Additive Regularization of Topic Models: Towards Exploratory Search and Other Multi-Criteria Applications

Prof. Konstantin Vorontsov
Russia, Yandex
Topic modeling is a powerful tool for revealing an underlying thematic structure in large text collections. A lot of work has been done in enriching probabilistic generative models of texts in order to find more precise and linguistically motivated topic models. However, avoiding the bag-of-words assumption usually leads to complicated and memory-inefficient models that can’t be freely combined with other topic models extensions.

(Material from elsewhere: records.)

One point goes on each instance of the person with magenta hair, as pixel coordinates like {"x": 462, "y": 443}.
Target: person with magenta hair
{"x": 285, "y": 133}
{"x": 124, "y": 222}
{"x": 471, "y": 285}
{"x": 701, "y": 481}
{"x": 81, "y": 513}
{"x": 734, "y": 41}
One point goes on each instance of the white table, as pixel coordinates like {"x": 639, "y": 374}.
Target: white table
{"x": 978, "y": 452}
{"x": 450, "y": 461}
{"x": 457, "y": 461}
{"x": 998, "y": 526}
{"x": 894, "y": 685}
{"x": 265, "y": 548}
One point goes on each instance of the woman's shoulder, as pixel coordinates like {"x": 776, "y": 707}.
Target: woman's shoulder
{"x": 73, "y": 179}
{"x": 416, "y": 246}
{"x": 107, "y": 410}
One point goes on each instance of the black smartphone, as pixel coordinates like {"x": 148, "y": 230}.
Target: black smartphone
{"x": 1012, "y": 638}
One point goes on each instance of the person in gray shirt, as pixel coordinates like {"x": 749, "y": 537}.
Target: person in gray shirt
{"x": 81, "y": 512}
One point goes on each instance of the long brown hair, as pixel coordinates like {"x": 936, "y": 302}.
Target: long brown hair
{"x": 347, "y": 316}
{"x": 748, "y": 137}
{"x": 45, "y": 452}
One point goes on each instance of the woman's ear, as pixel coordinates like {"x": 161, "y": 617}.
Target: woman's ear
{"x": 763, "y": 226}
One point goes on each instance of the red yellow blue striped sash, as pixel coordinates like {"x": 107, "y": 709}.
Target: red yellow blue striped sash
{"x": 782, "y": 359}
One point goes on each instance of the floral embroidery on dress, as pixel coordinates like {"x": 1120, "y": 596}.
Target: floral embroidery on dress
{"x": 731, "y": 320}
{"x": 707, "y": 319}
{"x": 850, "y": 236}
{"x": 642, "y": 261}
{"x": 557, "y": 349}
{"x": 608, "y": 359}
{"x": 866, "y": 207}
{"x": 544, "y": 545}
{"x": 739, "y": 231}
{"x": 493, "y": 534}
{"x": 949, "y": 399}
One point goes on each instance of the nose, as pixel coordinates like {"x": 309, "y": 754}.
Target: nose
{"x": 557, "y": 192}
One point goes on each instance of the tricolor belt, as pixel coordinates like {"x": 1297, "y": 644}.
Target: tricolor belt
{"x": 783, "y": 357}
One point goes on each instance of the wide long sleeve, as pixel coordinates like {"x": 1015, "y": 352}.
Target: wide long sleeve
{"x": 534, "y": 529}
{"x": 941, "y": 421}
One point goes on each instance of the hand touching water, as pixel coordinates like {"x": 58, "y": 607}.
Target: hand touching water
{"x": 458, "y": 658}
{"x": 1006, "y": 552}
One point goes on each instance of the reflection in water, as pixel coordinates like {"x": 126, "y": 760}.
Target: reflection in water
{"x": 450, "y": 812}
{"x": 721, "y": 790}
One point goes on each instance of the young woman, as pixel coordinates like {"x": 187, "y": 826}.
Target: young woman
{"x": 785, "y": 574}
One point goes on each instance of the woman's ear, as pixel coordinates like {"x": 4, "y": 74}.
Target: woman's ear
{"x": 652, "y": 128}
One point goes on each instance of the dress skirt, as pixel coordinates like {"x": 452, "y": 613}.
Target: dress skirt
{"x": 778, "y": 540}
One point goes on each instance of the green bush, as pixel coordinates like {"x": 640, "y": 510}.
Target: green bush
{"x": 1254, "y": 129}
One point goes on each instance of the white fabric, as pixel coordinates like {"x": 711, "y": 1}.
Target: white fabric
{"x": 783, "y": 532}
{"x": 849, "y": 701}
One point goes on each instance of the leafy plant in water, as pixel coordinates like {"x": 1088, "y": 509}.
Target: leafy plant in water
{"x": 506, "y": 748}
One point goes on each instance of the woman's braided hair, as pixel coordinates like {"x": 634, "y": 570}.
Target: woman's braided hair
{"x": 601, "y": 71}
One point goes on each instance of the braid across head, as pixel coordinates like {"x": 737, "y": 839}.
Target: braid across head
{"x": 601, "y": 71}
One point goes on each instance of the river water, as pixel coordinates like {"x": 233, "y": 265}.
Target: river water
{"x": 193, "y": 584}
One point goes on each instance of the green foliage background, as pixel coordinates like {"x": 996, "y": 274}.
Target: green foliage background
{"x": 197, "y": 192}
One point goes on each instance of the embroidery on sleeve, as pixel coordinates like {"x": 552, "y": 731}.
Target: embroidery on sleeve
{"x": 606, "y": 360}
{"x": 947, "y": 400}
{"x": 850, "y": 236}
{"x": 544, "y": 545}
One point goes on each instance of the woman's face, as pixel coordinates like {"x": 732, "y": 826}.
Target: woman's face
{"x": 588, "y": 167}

To address this issue we are developing a non-Bayesian approach of additive regularization for topic models (ARTM). It is based on inducing an additional penalty term for each requirement and then solving a multi-criteria optimization task. We propose a set of regularization criteria to separate topics into two subsets: domain-specific topics containing lex- ical kernels of particular domain area and background topics containing common lexis words.
Until this moment, the ARTM approach has also been restricted by the bag-of-words assumption. Our work is focused on overcoming this limitation and utilizing the sequential order of tokens to further improve additively regularized topics models. The key idea is to model gradual topic transition in natural language discourse. To this end we consider topic probabilities of sequential tokens of a text as a time series and perform smoothing based on the terminology occurred in a sliding window. Preferring similar topic distributions for adjacent words corresponds
to the notion of topic coherence – a common intepretability measure in topic modeling that is shown to correlate well with human judgment.
We contribute our linguistically motivated regularizers into BigARTM.org – an open source project for online parallel topic modeling of large text collections. Results are obtained using real collections of scientific papers and social networks data.